The extent of continuity of carer also varies by the type of designated carer. Models of care with a designated carer of midwife – privately practising, or specialist obstetrician – private, are more likely to have continuity of carer across the whole duration of the maternity period (91% and 83%, respectively). In contrast, three-quarters (75%) of models of care with a designated carer of specialist obstetrician – public have no continuity of carer at any stage of the maternity period.

The data visualisation below (Figure 5) shows the extent of continuity of carer by major model category and designated carer. Change the display by selecting either major model category or designated carer.

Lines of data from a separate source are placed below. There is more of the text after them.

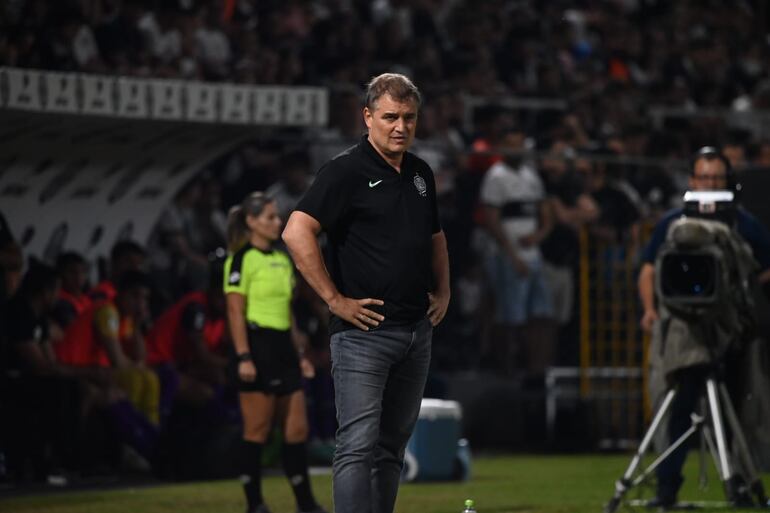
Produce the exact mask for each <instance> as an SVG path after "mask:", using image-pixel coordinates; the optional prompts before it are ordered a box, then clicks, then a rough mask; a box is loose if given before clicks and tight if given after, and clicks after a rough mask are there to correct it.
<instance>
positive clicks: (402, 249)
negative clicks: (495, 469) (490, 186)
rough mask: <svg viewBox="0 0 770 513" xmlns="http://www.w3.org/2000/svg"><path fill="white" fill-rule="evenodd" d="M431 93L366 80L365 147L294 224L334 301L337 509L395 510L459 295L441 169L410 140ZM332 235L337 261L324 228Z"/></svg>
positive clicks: (330, 327)
mask: <svg viewBox="0 0 770 513" xmlns="http://www.w3.org/2000/svg"><path fill="white" fill-rule="evenodd" d="M419 106H420V93H419V91H418V90H417V88H416V87H415V86H414V84H412V82H411V81H410V80H409V79H408V78H407V77H405V76H403V75H398V74H393V73H386V74H383V75H380V76H378V77H375V78H374V79H373V80H372V81H371V82H370V83H369V86H368V88H367V96H366V106H365V107H364V110H363V115H364V120H365V121H366V126H367V127H368V129H369V133H368V135H366V136H364V137H363V138H362V140H361V142H360V143H359V144H357V145H356V146H354V147H352V148H350V149H349V150H347V151H346V152H344V153H342V154H341V155H339V156H337V157H335V158H334V159H332V160H331V161H330V162H328V163H327V164H326V165H324V166H323V167H322V168H321V170H320V171H319V172H318V175H317V177H316V180H315V182H314V183H313V185H312V186H311V188H310V190H309V191H308V192H307V193H306V194H305V196H304V198H302V200H301V201H300V202H299V204H298V205H297V209H296V211H295V212H293V213H292V215H291V217H290V218H289V221H288V223H287V226H286V230H285V231H284V233H283V239H284V241H285V242H286V245H287V246H288V248H289V251H290V252H291V254H292V256H293V257H294V261H295V262H296V264H297V268H298V269H299V271H300V272H301V273H302V274H303V276H304V277H305V279H306V280H307V282H308V283H309V284H310V285H311V286H312V287H313V288H314V289H315V290H316V292H318V294H319V295H320V296H321V298H322V299H323V300H324V301H325V302H326V303H327V304H328V305H329V310H330V311H331V313H332V314H333V315H332V320H331V323H330V331H331V333H332V338H331V350H332V374H333V376H334V385H335V398H336V405H337V420H338V422H339V429H338V430H337V448H336V452H335V455H334V511H335V512H336V513H372V512H376V513H388V512H391V511H393V507H394V504H395V500H396V493H397V491H398V482H399V477H400V473H401V467H402V464H403V456H404V448H405V446H406V443H407V441H408V439H409V436H410V435H411V433H412V429H413V428H414V424H415V422H416V420H417V415H418V413H419V410H420V402H421V399H422V393H423V389H424V386H425V379H426V376H427V373H428V364H429V363H430V344H431V336H432V332H433V326H435V325H437V324H438V323H439V322H441V319H442V318H443V317H444V314H445V313H446V309H447V305H448V304H449V259H448V256H447V250H446V238H445V237H444V233H443V232H442V231H441V226H440V225H439V221H438V210H437V206H436V190H435V184H434V181H433V172H432V171H431V169H430V167H429V166H428V165H427V164H426V163H425V162H424V161H422V160H420V159H419V158H417V157H416V156H415V155H413V154H411V153H408V152H407V149H408V148H409V146H410V145H411V144H412V141H413V140H414V133H415V129H416V124H417V111H418V108H419ZM321 230H323V231H325V232H326V233H327V236H328V240H329V254H328V255H327V260H326V265H324V260H323V258H322V256H321V250H320V247H319V245H318V242H317V239H316V236H317V235H318V234H319V233H320V232H321Z"/></svg>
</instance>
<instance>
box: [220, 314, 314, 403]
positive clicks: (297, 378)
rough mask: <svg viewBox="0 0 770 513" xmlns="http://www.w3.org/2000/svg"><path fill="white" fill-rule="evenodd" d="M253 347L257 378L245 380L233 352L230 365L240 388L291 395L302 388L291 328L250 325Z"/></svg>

Figure 5: Continuity of carer, by major model category and designated carer, Australia, 2023

There are two bar charts in the data visualisation. The first chart shows models classified as midwifery group practice caseload care have continuity of carer across the whole duration of the maternity period. Most (90%) models classified as private obstetrician specialist care also have continuity of carer across the whole duration of the maternity period. In contrast, models classified as team midwifery care have no continuity of carer at any stage of the maternity period and models classified as public hospital maternity care or public hospital high-risk maternity care are also more likely to have no continuity of carer (56% and 54% of models in these categories, respectively). The second chart shows models with a designated carer of midwife – privately practising or specialist obstetrician – private, are more likely to have continuity of carer across the whole duration of the maternity period (91% and 83%, respectively). In contrast, models of care with a designated carer of specialist obstetrician – public are more likely to have no continuity of carer at any stage of the maternity period (75%).


Notes

  1. The extent of continuity of carer is a measure of the one-to-one care provided by the same named caregiver across the continuum of maternity care, that is, the antenatal (before birth), intrapartum (birthing) and postpartum (after birth) periods.
  2. 'Other' includes where there is continuity of carer in the antenatal and intrapartum periods only, or the intrapartum and postpartum periods only.
  3. Whole duration of maternity period includes the antenatal (before birth), intrapartum (at birth) and postpartum (after birthing) periods.
  4. Analyses are based on the models of care being used by maternity services with birthing facilities that were classified in the MoC NBPDS in June 2023.